Metro

65 schools unfit for Monday restart

As many as 40,000 students at 65 public schools that are unusable because of severe damage from Hurricane Sandy will not resume classes Monday as planned, city officials said yesterday.

Instead, those students will be rerouted to school buildings left unscathed by the storm — but not until Wednesday.

School officials said the delay is necessary because of significant challenges posed by the situation — including the need to create new routes for a host of yellow buses and to figure out how to share space in buildings that are suddenly serving multiple schools.

Schools are not in session Tuesday because many serve as polling sites for the election.

“Wednesday, I do expect challenges. I mean, that’s seriously going to be a challenging day,” said Schools Chancellor Dennis Walcott. “Those challenges will [be] lessening over a period of time.”

The remainder of the city’s 1 million public school kids will come back to school Monday, following an entire week off.

This includes students at eight large high schools that have been and will continue serving as evacuation centers from the storm — although city officials said they’d keep track of concerns about safety and cleanliness in those buildings.

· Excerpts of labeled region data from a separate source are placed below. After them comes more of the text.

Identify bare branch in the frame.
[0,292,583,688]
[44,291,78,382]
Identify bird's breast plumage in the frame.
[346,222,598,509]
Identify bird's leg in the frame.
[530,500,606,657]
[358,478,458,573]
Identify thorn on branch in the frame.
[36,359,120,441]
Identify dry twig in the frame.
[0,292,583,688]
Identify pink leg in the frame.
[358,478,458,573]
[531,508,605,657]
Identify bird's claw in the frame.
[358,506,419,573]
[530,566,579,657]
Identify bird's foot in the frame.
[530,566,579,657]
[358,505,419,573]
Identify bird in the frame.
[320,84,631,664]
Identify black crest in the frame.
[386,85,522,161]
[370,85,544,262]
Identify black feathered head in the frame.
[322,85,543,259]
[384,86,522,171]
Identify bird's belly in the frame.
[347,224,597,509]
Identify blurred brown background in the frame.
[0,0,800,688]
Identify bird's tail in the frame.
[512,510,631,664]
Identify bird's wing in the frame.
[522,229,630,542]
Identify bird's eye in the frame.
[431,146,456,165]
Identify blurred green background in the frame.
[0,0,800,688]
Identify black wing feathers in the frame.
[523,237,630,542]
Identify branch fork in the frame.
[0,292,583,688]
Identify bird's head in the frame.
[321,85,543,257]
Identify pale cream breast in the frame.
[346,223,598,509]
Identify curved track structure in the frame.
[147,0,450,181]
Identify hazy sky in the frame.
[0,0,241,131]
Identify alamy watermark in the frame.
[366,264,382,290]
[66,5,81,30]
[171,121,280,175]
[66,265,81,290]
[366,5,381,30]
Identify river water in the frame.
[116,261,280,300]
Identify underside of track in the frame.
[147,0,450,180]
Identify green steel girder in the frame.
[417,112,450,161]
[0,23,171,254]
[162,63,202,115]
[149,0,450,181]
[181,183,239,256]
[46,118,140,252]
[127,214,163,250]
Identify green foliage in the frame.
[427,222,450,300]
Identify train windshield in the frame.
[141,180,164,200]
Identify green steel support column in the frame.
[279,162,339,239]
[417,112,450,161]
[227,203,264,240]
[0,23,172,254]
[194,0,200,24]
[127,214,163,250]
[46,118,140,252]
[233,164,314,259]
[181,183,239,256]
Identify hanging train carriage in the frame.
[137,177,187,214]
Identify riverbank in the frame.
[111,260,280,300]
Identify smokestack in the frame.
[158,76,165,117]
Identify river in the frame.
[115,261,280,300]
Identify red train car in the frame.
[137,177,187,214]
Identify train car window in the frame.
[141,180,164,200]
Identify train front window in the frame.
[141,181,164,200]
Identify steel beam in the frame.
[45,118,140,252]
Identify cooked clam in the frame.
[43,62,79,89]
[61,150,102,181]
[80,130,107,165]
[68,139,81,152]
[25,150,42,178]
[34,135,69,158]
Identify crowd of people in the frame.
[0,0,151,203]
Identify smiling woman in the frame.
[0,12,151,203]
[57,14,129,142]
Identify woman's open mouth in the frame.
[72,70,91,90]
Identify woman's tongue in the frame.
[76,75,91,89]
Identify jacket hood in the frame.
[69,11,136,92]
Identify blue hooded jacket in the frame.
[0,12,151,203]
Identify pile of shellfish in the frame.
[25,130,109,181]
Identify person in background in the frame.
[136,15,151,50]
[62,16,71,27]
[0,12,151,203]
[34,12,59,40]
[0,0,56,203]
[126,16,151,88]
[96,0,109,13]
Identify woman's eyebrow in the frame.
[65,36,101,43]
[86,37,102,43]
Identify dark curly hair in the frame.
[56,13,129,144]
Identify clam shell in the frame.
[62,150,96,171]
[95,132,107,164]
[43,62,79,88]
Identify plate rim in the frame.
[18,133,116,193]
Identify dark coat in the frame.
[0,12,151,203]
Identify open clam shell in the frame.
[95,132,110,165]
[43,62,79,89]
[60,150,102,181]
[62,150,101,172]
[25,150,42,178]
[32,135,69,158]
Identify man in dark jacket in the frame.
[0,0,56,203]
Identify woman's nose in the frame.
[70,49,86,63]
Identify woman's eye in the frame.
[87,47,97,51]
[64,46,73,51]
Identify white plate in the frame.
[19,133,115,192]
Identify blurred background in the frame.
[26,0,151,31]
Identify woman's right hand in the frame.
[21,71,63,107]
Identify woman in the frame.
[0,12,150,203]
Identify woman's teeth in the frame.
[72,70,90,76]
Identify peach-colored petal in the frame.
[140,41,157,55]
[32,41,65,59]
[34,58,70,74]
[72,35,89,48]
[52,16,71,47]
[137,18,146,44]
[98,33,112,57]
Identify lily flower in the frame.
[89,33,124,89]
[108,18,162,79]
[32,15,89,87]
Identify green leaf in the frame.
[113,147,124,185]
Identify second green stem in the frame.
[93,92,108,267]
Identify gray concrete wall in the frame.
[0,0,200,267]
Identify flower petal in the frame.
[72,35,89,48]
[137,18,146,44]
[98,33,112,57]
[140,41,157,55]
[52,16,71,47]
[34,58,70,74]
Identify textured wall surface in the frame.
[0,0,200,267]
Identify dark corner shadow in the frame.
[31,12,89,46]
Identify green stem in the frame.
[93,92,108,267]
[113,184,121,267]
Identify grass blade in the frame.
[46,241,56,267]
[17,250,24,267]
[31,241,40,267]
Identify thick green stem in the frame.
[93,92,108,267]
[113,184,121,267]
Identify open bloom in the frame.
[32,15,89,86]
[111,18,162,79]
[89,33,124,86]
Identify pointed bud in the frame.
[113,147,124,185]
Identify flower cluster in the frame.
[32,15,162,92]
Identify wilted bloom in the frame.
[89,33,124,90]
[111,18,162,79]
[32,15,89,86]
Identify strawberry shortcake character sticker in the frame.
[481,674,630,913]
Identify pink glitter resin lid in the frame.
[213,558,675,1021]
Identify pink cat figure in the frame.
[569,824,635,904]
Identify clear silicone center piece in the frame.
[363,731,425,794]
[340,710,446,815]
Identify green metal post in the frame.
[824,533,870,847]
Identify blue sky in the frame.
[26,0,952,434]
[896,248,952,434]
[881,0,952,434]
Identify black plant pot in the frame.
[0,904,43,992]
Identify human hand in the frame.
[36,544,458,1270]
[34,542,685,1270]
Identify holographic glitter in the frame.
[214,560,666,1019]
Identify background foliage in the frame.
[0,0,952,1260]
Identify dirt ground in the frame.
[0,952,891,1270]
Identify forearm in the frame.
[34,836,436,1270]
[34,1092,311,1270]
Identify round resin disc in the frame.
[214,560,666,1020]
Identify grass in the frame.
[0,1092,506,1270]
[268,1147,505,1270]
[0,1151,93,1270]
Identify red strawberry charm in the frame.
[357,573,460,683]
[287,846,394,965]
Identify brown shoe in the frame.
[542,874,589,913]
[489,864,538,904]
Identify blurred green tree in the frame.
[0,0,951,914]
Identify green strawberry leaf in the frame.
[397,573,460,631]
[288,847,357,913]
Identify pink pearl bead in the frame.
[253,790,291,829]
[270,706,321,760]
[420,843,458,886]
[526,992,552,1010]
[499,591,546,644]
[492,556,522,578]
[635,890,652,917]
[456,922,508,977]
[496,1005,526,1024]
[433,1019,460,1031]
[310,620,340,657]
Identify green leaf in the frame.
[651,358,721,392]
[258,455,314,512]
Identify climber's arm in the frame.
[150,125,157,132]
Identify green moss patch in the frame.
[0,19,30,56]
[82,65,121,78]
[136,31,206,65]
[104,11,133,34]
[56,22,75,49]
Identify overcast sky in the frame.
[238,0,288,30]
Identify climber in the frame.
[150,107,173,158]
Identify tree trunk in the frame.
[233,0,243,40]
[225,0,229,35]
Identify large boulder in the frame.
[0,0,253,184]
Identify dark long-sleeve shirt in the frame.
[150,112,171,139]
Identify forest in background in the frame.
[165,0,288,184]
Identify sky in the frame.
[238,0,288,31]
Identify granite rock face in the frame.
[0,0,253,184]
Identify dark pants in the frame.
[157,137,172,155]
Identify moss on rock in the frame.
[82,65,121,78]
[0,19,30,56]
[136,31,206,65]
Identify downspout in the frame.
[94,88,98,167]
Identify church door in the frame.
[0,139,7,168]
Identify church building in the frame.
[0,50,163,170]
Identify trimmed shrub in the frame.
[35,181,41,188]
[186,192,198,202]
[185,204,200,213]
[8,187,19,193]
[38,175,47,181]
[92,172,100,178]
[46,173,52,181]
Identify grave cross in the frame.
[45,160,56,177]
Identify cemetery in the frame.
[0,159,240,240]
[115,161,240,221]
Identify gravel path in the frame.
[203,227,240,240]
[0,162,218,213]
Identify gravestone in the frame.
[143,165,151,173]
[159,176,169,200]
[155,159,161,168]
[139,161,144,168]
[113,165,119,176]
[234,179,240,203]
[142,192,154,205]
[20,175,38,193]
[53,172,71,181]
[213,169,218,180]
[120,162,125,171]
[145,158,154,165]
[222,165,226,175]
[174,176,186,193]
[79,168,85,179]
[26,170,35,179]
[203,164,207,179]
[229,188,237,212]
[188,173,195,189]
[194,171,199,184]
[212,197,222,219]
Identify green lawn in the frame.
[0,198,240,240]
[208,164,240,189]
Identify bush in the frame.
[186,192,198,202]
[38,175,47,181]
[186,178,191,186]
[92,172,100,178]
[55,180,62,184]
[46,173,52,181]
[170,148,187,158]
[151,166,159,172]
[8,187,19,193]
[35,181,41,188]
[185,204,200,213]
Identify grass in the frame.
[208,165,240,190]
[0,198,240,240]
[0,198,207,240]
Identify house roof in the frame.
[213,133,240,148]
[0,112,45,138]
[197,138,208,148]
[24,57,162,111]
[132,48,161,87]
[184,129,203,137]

At one of the eight sites, Graphic Communication Arts HS in Manhattan’s Hell’s Kitchen, residents broke toilets by stuffing clothes down them and left human feces under a cafeteria table.

On Staten Island, Tottenville HS is being used as both a methadone clinic and an animal hospital, according to a source.

“There’s no way this building can be ready for students by Monday,” United Federation of Teachers representative Alice O’Neil said after touring Graphic Communications Arts HS. “It’s not sanitary.”